Причина, по которой Платон придает такое особое значение различию между общим и индивидуальным, причина, по которой он всегда начинает с определения сущности общих, а не индивидуальных сущностей, очевидно, заключается в том, что он впервые осознал, возможно под влиянием сократовской мысли, связь между научным прозрением, проницательным пониманием, очевидным знанием истины, с одной стороны, и общим знанием – с другой; связь, которую Кант описывает, называя «всеобщность» и «необходимость» в знании взаимозаменяемыми понятиями. Поднявшись над результатом, который дает нам фактическое измерение суммы углов одного треугольника, и осознав, что для треугольника не обязательно, чтобы сумма углов была равна 2 R, мы поднимаемся от простой констатации факта, как это делает геодезист, к научной проницательности математика. И это осознание того, что научное познание истины всегда связано с общим (которое он, очевидно, впервые увидел в математике), становится особенно важным для Платона, поскольку открывает ему путь к победе над его главным противником, скептицизмом софистов. Безудержный скептицизм софистов завершается предложением, что не существует истины, которая была бы действительна для всех людей. Мы окунаем обе руки в одну и ту же воду, и она кажется одной руке холодной, а другой теплой – как нет смысла рукам спорить о том, кто из них прав, так нет смысла двум людям спорить о своих мыслях, о том, кто из них представляет себе истину, а кто – ложь; для каждого из них его мысль истинна.

Здесь нет убеждения, доказательства или опровержения, а есть только убеждение, то есть попытка с помощью искусства речи (которому софисты намереваются научить) убедить собеседника принять свои идеи вместо его собственных. Платон стремится опровергнуть этот скептицизм, подхватывая то, что верно в аргументах и примерах софистов, и отделяя их от ложных выводов: Однако там, где речь идет только об отдельных единичных сущностях, нет универсальной истины, нет познания, а есть только воображение, мышление, ибо единичное есть нечто возникающее и исчезающее, нечто постоянно меняющееся, различное в зависимости от того, как его рассматривают, как показывают и примеры софистов, – как же то, что никогда нельзя постичь в строгом тождестве, может быть действительным, вечным и действительным для всех, как того требует идея истины? Пока софисты правы, но единичным и индивидуальным объектам противопоставляются общие понятия, которые не возникают и не исчезают, которые по самой своей природе удалены от изменений, каждое из которых противостоит множественности изменяющихся индивидов как Единое, остающееся неизменным. Отдельный человек – это сначала ребенок, потом юноша, потом мужчина и старик; поэтому ни одно из этих определений мы не можем отнести к нему как действительно действительное, он в одном отношении сын, в другом в то же время отец, поэтому к нему применимы противоречивые определения. С другой стороны, понятие «ребенок» никогда не может стать понятием «старик», тогда как понятия «отец» и «сын» всегда находятся в фиксированном отношении друг к другу. Единая вещь может стать из одной двумя, тремя и более: стоит только разбить ее, и она в одно и то же время едина и множественна, ибо включает части в себя; с другой стороны, число 1 никогда не может стать числом 2, но между ними существует неизменное математическое отношение. Вот почему по отношению к общим понятиям существует то, чего нет по отношению к отдельным вещам: строго достоверная истина и знание. Это познание относится именно к неизменным отношениям, существующим между понятиями, к систематическому порядку понятийной системы. Разумеется, то, что относится к понятиям, косвенно переносится и на индивидов, поскольку индивиды участвуют в понятиях, поскольку они подпадают под понятия, то, что относится к понятиям, относится и к ним: поскольку человек – ребенок, он не старик, поскольку вещь одна, она не большинство, и так далее.

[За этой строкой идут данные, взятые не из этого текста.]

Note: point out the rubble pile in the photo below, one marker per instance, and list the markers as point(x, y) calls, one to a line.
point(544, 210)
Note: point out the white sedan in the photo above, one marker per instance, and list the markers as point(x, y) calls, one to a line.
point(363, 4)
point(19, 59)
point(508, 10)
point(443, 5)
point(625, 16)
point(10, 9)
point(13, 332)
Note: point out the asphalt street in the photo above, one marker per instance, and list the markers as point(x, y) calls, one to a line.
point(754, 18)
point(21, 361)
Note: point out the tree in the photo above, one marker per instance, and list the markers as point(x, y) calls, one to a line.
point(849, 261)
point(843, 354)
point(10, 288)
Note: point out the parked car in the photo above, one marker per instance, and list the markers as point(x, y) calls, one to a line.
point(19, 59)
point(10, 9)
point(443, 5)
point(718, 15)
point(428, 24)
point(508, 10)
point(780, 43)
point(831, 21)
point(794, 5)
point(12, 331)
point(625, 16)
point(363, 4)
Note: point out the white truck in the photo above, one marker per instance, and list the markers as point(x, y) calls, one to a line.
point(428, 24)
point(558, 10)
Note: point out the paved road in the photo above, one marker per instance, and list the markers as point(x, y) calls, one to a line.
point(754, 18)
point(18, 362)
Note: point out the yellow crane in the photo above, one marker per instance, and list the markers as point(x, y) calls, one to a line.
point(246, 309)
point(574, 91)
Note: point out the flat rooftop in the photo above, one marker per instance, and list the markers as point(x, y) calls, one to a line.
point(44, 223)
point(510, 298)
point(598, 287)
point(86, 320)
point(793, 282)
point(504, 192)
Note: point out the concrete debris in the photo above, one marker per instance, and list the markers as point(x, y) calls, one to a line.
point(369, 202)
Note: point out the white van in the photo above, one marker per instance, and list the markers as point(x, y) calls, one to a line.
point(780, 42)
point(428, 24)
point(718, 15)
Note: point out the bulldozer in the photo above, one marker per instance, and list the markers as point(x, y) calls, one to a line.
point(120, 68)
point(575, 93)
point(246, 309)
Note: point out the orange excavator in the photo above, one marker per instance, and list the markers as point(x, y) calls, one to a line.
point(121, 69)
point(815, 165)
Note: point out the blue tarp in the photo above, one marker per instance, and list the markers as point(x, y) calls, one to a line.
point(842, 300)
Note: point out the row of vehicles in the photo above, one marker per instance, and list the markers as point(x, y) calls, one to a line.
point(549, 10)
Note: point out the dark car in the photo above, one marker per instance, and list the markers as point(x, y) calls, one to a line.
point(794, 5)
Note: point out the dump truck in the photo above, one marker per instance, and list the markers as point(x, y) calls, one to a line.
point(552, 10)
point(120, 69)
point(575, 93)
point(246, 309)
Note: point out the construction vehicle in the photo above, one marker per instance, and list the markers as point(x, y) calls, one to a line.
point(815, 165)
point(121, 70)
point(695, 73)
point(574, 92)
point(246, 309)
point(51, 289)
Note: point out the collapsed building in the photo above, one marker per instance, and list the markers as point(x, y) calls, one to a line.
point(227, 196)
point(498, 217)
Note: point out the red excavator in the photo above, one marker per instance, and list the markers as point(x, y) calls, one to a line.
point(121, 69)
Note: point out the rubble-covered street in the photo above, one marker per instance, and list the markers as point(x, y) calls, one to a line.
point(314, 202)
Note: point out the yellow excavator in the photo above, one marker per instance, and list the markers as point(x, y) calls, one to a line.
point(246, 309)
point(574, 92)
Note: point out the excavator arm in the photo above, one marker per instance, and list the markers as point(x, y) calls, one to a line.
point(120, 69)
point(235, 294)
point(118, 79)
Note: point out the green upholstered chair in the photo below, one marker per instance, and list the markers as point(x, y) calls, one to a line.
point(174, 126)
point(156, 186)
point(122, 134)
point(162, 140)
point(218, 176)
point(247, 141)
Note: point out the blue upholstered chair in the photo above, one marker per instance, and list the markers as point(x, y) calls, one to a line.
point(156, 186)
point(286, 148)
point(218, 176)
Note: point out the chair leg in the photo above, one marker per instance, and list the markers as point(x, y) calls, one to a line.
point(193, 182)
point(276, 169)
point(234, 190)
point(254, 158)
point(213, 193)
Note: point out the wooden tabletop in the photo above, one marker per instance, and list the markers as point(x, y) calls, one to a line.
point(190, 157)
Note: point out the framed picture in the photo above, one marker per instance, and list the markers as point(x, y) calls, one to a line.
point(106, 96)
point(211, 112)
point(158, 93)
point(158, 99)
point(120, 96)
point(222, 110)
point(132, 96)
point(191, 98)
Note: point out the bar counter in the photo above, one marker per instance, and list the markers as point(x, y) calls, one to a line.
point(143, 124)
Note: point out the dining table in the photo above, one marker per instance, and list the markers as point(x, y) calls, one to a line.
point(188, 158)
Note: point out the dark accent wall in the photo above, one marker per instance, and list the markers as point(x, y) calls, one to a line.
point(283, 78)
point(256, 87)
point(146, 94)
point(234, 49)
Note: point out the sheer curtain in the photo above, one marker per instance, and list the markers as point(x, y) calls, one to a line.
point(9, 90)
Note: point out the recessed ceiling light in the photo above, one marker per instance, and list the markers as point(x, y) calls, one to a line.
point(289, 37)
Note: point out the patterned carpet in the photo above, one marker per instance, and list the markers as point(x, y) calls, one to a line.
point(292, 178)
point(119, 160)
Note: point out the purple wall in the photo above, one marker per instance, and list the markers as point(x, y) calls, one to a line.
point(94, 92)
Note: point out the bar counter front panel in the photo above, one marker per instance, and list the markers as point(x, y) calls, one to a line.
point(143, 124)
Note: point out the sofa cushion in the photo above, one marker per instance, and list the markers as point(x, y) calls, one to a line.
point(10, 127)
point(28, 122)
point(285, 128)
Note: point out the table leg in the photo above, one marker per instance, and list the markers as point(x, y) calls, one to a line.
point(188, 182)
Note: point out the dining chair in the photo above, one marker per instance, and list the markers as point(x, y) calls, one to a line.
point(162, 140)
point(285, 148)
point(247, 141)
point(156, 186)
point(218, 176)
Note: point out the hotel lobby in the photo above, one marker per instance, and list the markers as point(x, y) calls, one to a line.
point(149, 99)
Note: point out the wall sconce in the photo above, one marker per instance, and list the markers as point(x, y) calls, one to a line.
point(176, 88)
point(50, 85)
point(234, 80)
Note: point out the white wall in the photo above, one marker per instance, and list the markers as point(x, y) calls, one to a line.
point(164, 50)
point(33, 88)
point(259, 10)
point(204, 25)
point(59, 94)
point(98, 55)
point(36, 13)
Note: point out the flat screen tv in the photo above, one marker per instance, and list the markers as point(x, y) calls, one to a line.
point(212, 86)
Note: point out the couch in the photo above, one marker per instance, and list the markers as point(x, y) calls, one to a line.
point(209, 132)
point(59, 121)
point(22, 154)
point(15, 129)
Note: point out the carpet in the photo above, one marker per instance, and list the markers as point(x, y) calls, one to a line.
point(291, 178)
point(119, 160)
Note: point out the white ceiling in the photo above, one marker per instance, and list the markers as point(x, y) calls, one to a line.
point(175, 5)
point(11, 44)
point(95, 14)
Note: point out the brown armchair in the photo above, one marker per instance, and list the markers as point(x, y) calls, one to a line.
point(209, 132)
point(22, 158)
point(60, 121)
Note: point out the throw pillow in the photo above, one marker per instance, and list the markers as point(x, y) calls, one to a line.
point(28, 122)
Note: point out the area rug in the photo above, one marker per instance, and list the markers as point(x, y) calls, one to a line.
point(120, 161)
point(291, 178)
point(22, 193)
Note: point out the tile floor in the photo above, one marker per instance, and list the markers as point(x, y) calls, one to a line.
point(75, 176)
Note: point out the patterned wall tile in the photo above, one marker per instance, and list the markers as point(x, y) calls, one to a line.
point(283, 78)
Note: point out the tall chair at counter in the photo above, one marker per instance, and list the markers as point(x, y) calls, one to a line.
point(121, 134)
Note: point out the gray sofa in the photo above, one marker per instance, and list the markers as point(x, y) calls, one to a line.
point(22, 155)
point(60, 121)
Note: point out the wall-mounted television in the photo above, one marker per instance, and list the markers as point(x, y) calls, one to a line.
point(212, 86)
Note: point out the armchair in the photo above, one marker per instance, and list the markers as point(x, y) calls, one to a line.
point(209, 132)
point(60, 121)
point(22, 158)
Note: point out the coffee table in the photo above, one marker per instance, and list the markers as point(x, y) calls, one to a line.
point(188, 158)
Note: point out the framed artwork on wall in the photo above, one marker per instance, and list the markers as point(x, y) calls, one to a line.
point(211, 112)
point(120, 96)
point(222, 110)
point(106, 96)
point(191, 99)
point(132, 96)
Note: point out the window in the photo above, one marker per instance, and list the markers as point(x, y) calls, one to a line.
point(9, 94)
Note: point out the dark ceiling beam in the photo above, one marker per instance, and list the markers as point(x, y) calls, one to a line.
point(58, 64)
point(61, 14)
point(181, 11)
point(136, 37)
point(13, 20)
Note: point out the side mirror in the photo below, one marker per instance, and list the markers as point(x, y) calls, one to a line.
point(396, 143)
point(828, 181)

Путь к познанию истины, отрицаемый софистами, – это путь к общим понятиям. Общие же понятия образуют целостный мир вечных и неизменных предметов, которые существуют сами по себе, то есть не в отдельных вещах, а отдельно от них и только в логическом отношении к ним. Как же постичь эти объекты? Нетрудно заметить, что по мере того, как Платон подходит к этому вопросу, «идеи» начинают очень близко подходить к отдельным вещам по способу их существования. Мы не «видим» человека, как мы видим отдельных людей, но мы постигаем его, мысля в лице отдельного человека. Это схватывание, однако, теперь описывается как воспоминание: вид отдельного человека вызывает во мне воспоминание об идее человека. Но мы можем вспомнить только то, что видели и видели раньше, поэтому в предсуществовании мы должны были жить в мире идей и видеть этот мир так же, как мы живем сейчас в мире физических вещей.

У нас, как я только что сказал, сразу же возникает впечатление, что с этим поворотом в метафизику сам характер логически-всеобщего в идеях определенным образом разрушается, что они сами становятся чем-то индивидуальным. Причину этого легко увидеть. Все, что существует в определенное время, «hic et nunc» [здесь и сейчас – wp], является в то же время индивидуальным. Мы можем приписать ему общее понятие, в которое мы можем мысленно включить все качественные определения этого индивида, и если мы представим себе один и тот же объект – что мы можем сделать в любой момент – как существующий в другое время, то эти два объекта представляют собой два воплощения одного и того же понятия. Поэтому всеобщее должно мыслиться как то, что по своей природе не существует ни сейчас, ни в другое время; как только мы говорим о чем-то, что привязано таким образом к моменту времени, мы уже находимся рядом с индивидуальным. Поэтому всеобщее должно мыслиться как вневременное – но метафизическая доктрина идей Платона превращает эту вневременность в вечное существование в смысле вечного бытия. Но то, что существует всегда, существует и в определенное время. Таким образом, всеобщее превращается из вневременного идеала во временно-реальное и, следовательно, в индивидуальную сущность. Последняя причина этого, однако, очевидна: идеи должны быть постигаемыми объектами, но Платон может представить себе это постижение только по аналогии с восприятием отдельных вещей[9 - Как бы ни была изобретательна и последовательна попытка Наторпа интерпретировать все те платоновские термины, которые превращают мир идей в метафизический потусторонний мир, как просто образы, есть, на мой взгляд, моменты, в которых такая интерпретация делает насилие над формулировкой и ходом мысли Платона. Действительно ли все доказательство бессмертия в «Федре» должно быть аллегорией?].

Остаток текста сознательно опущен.